China rejects WHO proposal to return to Wuhan over COVID-19 origin
By Nneka Nwogwugwu
China has rejected a proposal from the World Health Organization (WHO) to allow expert team to return to Wuhan to investigate the origins of COVID-19.
China warned that researchers should make a priority of the “very likely” possibility that the virus originated in animals and expand their work to other countries around the world.
Speaking at a news conference on Thursday at the State Information Council, Zeng Yixin, the vice minister of China’s National Health Commission, said he was “surprised” that the WHO had proposed the team return to places in the central city of Wuhan that they visited earlier this year and also investigate the hypothesis that it leaked from a lab.
Zeng said such a move was “not scientific”.
Recall that in a closed-door meeting last week, WHO chief Tedros Adhanom Ghebreyesus proposed the second stage of the agency’s investigation into the origins of coronavirus should include further studies in China as well as laboratory “audits”.
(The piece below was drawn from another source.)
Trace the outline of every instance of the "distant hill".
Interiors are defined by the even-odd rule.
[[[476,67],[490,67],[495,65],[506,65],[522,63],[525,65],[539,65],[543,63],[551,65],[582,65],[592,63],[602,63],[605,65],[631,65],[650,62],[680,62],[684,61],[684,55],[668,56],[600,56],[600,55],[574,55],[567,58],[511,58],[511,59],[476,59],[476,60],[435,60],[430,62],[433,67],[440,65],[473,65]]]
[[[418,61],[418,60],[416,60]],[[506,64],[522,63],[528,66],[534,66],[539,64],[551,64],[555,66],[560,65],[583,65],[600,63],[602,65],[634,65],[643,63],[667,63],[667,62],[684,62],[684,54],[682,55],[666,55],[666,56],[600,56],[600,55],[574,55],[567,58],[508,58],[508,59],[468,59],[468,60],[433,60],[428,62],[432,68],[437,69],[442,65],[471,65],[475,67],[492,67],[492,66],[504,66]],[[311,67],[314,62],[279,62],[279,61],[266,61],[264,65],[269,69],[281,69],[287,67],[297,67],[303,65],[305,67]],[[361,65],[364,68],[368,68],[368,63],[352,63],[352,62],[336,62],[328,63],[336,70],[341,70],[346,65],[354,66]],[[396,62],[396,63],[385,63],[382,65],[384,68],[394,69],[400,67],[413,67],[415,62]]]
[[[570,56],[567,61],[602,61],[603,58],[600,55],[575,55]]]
“Finding the origins of this virus is a scientific exercise that must be kept free from politics,” Ghebreyesus said. “For that to happen, we expect China to support this next phase of the scientific process by sharing all relevant data in a spirit of transparency.”
The WHO has been under growing pressure to step up its investigation into the origin of the virus, which first emerged in Wuhan and has now killed more than 4.1 million people around the world.